Re: [PATCH v4 00/10] sched/fair: rework the CFS load balance

From: Vincent Guittot
Date: Thu Oct 24 2019 - 10:59:22 EST


On Thu, 24 Oct 2019 at 15:47, Phil Auld <pauld@xxxxxxxxxx> wrote:
>
> On Thu, Oct 24, 2019 at 08:38:44AM -0400 Phil Auld wrote:
> > Hi Vincent,
> >
> > On Mon, Oct 21, 2019 at 10:44:20AM +0200 Vincent Guittot wrote:
> > > On Mon, 21 Oct 2019 at 09:50, Ingo Molnar <mingo@xxxxxxxxxx> wrote:
> > > >

[...]

> > > > A full run on Mel Gorman's magic scalability test-suite would be super
> > > > useful ...
> > > >
> > > > Anyway, please be on the lookout for such performance regression reports.
> > >
> > > Yes I monitor the regressions on the mailing list
> >
> >
> > Our kernel perf tests show good results across the board for v4.
> >
> > The issue we hit on the 8-node system is fixed. Thanks!
> >
> > As we didn't see the fairness issue I don't expect the results to be
> > that different on v4a (with the followup patch) but those tests are
> > queued up now and we'll see what they look like.
> >
>
> Initial results with fix patch (v4a) show that the outlier issues on
> the 8-node system have returned. Median time for 152 and 156 threads
> (160 cpu system) goes up significantly and worst case goes from 340
> and 250 to 550 sec. for both. And doubles from 150 to 300 for 144

For v3, you had a x4 slow down IIRC.


> threads. These look more like the results from v3.
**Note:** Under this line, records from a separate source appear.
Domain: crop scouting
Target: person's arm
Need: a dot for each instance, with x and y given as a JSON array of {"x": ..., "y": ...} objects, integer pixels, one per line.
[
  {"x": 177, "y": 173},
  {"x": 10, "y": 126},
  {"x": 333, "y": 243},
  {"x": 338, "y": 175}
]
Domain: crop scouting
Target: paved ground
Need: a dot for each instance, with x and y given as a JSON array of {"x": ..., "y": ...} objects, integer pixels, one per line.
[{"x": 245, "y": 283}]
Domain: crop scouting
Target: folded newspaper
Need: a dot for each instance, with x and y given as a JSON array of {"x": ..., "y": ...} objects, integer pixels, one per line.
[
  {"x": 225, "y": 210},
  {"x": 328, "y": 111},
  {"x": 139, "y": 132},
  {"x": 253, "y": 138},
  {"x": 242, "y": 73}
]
OK. For v3, we were not sure that your UC triggers the slow path but
it seems that we have the confirmation now.
The problem happens only for this 8 node 160 cores system, isn't it ?

The fix favors the local group so your UC seems to prefer spreading
tasks at wake up
If you have any traces that you can share, this could help to
understand what's going on. I will try to reproduce the problem on my
system

>
> We're re-running the test to get more samples.

Thanks
Vincent

>
>
> Other tests and systems were still fine.
>
>
> Cheers,
> Phil
>
>
> > Numbers for my specific testcase (the cgroup imbalance) are basically
> > the same as I posted for v3 (plus the better 8-node numbers). I.e. this
> > series solves that issue.
> >
> >
> > Cheers,
> > Phil
> >
> >
> > >
> > > >
> > > > Also, we seem to have grown a fair amount of these TODO entries:
> > > >
> > > > kernel/sched/fair.c: * XXX borrowed from update_sg_lb_stats
> > > > kernel/sched/fair.c: * XXX: only do this for the part of runnable > running ?
> > > > kernel/sched/fair.c: * XXX illustrate
> > > > kernel/sched/fair.c: } else if (sd_flag & SD_BALANCE_WAKE) { /* XXX always ? */
> > > > kernel/sched/fair.c: * can also include other factors [XXX].
> > > > kernel/sched/fair.c: * [XXX expand on:
> > > > kernel/sched/fair.c: * [XXX more?]
> > > > kernel/sched/fair.c: * [XXX write more on how we solve this.. _after_ merging pjt's patches that
> > > > kernel/sched/fair.c: * XXX for now avg_load is not computed and always 0 so we
> > > > kernel/sched/fair.c: /* XXX broken for overlapping NUMA groups */
> > > >
> > >
> > > I will have a look :-)
> > >
> > > > :-)
> > > >
> > > > Thanks,
> > > >
> > > > Ingo
> >
> > --
> >
>
> --
>